Полная версия:
Тот, кто срывает цветы
Я начал писать. Слова никак не желали складываться в предложения, все казалось мне каким-то слишком вычурным. Я отложил ручку и надавил пальцами на виски. У меня ничего не получалось. Все было неправильно. Я встал, запер дверь, достал из кармана джинсов сигареты и распахнул окно. Мне бы не хотелось, чтобы меня использовали после смерти. Мне бы хотелось, чтобы обо мне рассказали правду. Мне бы не нужна была жалость. Только правда. Курил я быстро, слишком быстро. Сигарета растаяла в моей руке – я и не заметил. На улице темнело. Я увидел, как около нашего подъезда остановилась машина. Из нее выбрался человек. Это был Самуэль Байер. Он поднял голову, и мне показалось, что наши взгляды встретили, хотя, нельзя было сказать наверняка.
Я закрыл окно, вернулся на место, пробежал взглядом по строкам, что успел написать и еще раз пришел к выводу, что это никуда не годится. У меня еще оставалось несколько дней, поэтому я решил вернуться к статье позже.
В коридоре послышался какой-то шум, и Оскар мгновенно зашелся громким лаем.
– Тише, – я погладил его по спине. – Все хорошо.
Когда я решился выйти из комнаты, Байер уже был в кабинете отца. Они рассматривали фотографии, разложенные на письменном столе.
– Добрый вечер, – сказал я.
– Лео? – отец обернулся и удивленно поднял брови. – Я думал, что ты побудешь у себя.

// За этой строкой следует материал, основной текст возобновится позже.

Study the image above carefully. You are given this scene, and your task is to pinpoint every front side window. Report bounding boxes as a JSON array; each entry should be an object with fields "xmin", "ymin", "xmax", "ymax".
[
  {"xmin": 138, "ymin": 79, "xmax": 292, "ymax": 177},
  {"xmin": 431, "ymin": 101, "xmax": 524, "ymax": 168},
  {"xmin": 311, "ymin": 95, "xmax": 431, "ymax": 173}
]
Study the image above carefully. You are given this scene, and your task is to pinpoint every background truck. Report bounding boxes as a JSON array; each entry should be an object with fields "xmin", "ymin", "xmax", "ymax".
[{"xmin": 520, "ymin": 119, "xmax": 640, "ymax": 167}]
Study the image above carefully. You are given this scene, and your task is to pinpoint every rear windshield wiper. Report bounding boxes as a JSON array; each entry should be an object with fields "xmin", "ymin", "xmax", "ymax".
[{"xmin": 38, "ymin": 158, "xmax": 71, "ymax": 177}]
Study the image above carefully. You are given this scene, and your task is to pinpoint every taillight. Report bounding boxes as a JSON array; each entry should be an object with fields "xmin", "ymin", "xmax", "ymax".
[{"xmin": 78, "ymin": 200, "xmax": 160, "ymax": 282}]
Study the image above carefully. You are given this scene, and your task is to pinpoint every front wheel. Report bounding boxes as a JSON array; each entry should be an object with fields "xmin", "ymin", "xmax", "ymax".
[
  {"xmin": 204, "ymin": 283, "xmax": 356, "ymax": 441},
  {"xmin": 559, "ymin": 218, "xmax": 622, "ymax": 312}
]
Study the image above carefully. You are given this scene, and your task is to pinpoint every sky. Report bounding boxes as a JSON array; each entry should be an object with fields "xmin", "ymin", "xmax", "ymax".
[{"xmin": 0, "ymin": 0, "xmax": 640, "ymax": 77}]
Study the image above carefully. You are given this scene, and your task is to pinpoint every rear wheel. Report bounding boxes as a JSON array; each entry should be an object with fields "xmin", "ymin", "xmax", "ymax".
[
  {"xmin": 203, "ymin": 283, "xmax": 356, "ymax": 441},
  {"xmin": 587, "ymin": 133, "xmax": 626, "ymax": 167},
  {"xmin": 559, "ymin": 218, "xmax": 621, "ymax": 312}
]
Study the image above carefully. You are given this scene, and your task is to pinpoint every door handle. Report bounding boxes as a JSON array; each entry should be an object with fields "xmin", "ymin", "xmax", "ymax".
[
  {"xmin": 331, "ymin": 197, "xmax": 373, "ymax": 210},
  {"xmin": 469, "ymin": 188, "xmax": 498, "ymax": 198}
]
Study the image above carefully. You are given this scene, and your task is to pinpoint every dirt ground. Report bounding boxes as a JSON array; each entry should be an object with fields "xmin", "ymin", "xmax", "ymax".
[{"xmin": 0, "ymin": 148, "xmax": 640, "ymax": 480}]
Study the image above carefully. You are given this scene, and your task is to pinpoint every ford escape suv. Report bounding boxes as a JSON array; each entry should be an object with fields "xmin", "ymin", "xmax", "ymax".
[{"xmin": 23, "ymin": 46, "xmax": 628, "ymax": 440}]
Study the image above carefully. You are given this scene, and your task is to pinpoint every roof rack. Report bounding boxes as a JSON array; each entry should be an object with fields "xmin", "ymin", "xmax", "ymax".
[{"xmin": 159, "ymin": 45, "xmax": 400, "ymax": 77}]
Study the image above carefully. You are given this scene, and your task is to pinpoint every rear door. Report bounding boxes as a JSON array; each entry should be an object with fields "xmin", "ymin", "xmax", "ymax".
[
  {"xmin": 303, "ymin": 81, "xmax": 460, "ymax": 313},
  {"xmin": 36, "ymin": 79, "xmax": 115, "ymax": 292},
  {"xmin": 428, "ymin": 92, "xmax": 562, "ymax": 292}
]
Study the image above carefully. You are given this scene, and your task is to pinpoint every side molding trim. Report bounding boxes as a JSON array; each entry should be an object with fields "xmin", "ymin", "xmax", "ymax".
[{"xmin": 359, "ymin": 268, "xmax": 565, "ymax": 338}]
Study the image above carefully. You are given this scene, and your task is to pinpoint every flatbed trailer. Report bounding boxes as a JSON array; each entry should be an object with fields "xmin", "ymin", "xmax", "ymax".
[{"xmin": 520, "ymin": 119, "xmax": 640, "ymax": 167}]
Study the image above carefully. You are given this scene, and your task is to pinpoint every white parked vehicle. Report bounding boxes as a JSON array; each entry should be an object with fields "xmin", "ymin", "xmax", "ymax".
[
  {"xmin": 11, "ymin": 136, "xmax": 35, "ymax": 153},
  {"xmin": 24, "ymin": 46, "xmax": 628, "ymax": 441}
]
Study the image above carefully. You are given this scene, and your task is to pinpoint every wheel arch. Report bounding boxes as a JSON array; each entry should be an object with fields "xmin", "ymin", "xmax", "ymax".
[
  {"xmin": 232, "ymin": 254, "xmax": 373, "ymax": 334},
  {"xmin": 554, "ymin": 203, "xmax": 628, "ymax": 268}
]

Я тоже так думал, но не удержался. Все, что было связано с Ванденбергом притягивало меня к себе магнитом. Я не мог оставаться у себя в комнате. Не мог. Это было сильнее меня.
– Это ваш сын?
Байер взглянул на меня с интересом. Он был таким же, как и на фотографиях, что я видел сегодня утром, но с одним только отличием: он устал. Его выдавали синяки под глазами. Байер маскировал измотанность за белой рубашкой и галстуком, за открытой улыбкой и приветливым тоном, но он устал, и я хорошо видел это.
– Да, это Лео, – сказал отец, а потом посмотрел на меня. – Лео, это Самуэль Байер. Детектив.
Я кивнул.
Байер вдруг протянул мне руку – узкую ладонь с длинными пальцами – для рукопожатия.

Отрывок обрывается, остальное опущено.